Rodrigo, le marquis de Posa est un personnage de pure fiction inventé par Schiller pour en faire le support des idées éclairées de la seconde moitié du XVIIIè. « Chez le marquis de Posa, le “Héros positif“, le rôle du baryton prend des irisations de ténor et se déploie en un phrasé ample et géométrique, refusé à Don Carlos,…la nature du personnage est essentiellement lyrique, et sa mort présente un caractère plus élégiaque que vraiment héroïque. » Christian Gerhaher saura donner toute l’ampleur au rôle dont le Capitole a la primeur, après les louanges obtenus pour son Wolfram de Tannhäuser ou Le Prince de Hombourg.

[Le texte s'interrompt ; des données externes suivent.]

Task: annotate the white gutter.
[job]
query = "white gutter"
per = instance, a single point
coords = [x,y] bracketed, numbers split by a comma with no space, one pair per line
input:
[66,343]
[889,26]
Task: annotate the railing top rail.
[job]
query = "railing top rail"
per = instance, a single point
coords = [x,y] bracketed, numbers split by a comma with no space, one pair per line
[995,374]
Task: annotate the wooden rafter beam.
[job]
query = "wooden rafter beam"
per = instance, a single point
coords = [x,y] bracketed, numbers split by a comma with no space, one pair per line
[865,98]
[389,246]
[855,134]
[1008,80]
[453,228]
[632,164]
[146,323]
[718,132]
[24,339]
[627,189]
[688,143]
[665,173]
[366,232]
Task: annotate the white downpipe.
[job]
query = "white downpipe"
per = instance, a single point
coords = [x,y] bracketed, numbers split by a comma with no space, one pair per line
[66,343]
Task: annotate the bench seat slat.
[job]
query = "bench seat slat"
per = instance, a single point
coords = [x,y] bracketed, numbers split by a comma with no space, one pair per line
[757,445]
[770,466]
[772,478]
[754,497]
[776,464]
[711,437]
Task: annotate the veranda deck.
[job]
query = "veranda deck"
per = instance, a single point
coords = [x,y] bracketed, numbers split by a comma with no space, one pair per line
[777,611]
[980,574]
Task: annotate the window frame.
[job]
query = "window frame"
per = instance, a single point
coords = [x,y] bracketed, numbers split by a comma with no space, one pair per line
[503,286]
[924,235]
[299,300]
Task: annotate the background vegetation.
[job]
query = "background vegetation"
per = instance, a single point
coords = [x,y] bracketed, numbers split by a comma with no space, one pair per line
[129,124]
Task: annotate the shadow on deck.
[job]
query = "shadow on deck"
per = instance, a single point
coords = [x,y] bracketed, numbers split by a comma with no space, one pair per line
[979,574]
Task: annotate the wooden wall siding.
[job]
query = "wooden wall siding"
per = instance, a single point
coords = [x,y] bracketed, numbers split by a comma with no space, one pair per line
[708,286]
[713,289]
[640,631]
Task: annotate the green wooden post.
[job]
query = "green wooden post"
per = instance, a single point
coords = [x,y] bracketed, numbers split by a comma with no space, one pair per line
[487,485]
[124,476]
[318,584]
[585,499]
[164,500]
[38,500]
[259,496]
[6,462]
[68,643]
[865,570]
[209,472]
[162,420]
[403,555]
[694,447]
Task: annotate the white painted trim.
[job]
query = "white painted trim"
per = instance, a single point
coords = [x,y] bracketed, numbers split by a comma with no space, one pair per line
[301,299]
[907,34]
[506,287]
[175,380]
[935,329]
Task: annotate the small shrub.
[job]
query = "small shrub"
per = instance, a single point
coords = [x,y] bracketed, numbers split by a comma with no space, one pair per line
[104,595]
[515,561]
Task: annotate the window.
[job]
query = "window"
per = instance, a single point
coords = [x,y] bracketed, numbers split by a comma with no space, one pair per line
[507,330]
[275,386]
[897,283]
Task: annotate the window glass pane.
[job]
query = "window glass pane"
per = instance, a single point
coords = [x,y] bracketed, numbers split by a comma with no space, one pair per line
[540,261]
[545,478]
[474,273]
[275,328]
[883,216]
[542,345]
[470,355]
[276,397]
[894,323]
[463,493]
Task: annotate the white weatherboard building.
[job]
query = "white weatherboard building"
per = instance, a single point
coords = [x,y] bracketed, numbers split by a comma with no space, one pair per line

Si l’on veut bien adhérer au livret retenu et oublier qu’Elizabeth ( de Valois) est plus, amoureuse de la France qu’elle a été obligé de quitter, que de l’infant, la troisième épouse du parfait monarque est dotée d’un chant caractérisé par un accent tout aussi noble et intense que celui de son époux et par un phrasé dont le caractère est parfois proche de celui du lied, à la mesure de l’ambiguïté sentimentale qui distingue, dans Don Carlos, « la “phrase décadente“ de l’art de Verdi. » Une habituée de la scène du Capitole depuis sa Tatiana en 2003, la soprano Tamar Iveri, saura apporter toute la noblesse et traduire tout son amour pour son beau-fils, tissé de mélancolie, de souvenir et de nostalgie pour la belle France perdue. Dans son magnifique aria du dernier acte, « l’orchestre déploie pour elle ses ailes immenses et s’étend bien au-delà de l’étouffant huis-clos, au-delà des murs de granit de l’Escurial ; les prisons et les dogmes. La reine renonce au monde, appelle la bienfaisante mort et espère trouver, dans le ciel lumineux et pur, un apaisement aux ténèbres qui règnent sur la terre. Il n’est pas d’autre liberté. »
Enfin, celle par qui, par sa fureur vengeresse, tous les malheurs se concrétisent, personnage du drame verdien confirmé historiquement, j’ai nommé l’intrigante maîtresse de Philippe II, Ana de Mendoza y de la Cerda, épouse à douze ans puis veuve de Ruy Gomez de Silva , prince d’Eboli. Peut-être bien, malgré les événements qu’elle déclenche, le seul protagoniste “humainement sincère“ car animé et d’amour véritable pour l’infant, et de jalousie. Deux mezzos se partagent l’affiche, Christine Goerke, qui a déjà interprété la plupart des plus grands rôles de son répertoire, et la moscovite Ekaterina Gubanova qui a chanté le rôle aux Nuits blanches de Saint-Petersbourg en 2005 et au Staatsoper de Berlin cette saison.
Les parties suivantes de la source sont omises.